De-lightful, De-lirious, Dancemaker
RICHARD THOMAS | Cotuit, Cape Cod, MA USA | 02/20/2000
(5 out of 5 stars)
"If you're relatively new to the world of dance (as I am) this film will make you jump for joy. It combines a loving overview of the amazing Paul Taylor's work with the intricacies of how a piece is created...you'll never look at dance them same way again! This film also pays tribute to the huge collaborative effort involved in creating and performing a piece and keeping one of the most talent-filled dance companies in the world up and running. The scene showing the group on tour when the music accidently stops and the dance continues uninterrupted is sheer poetry! This is worth watching over and over again. A gem of a film!"

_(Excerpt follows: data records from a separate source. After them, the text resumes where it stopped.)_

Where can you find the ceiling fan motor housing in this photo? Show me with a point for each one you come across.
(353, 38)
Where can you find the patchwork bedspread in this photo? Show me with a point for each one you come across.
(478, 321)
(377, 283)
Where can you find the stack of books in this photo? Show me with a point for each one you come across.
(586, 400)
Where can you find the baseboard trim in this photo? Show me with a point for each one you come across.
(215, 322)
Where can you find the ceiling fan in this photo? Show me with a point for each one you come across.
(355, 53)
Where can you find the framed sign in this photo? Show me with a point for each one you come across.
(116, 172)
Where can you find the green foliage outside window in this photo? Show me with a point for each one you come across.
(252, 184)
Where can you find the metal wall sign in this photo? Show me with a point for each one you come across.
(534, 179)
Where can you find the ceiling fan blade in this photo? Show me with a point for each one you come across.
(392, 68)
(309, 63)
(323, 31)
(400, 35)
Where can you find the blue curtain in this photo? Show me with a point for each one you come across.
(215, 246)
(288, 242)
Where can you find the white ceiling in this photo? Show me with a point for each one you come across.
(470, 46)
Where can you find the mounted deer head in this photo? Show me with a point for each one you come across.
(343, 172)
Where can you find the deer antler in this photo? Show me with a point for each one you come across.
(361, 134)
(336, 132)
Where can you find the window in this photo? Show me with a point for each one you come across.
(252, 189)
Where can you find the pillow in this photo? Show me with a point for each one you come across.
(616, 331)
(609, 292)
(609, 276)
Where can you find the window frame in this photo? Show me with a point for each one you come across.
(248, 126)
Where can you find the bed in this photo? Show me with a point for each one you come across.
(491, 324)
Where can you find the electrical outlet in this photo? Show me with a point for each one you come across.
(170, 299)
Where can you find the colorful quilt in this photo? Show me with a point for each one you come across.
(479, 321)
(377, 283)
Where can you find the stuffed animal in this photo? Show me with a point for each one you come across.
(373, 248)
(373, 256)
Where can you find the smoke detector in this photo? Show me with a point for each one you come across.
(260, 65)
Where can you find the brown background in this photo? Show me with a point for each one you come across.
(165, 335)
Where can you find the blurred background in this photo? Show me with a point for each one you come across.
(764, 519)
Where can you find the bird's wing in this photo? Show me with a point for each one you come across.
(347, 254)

"Dancemaker" or "Filmmaker?"
Jim Olen | New York City | 07/03/2000
(5 out of 5 stars)
"Let's just put aside the fact that this is a brilliant look inside the world of Paul Taylor and Dance. And the fact that I now have a new found respect and reverence for what Paul Taylor has created over his lifetime. And the fact that as a novice to Dance myself, as Richard Thomas promised, I will never look at Dance the same again. These to me are givens.Instead, let me say that Mathew Diamond has created a piece of film - a story - that is virtually perfect in every aspect. I challenge you to find a creative flaw in it. And though Paul Taylor is the subject and inspiration of this piece, Diamond is the star. "Dancemaker" is a thing of beauty all by itself."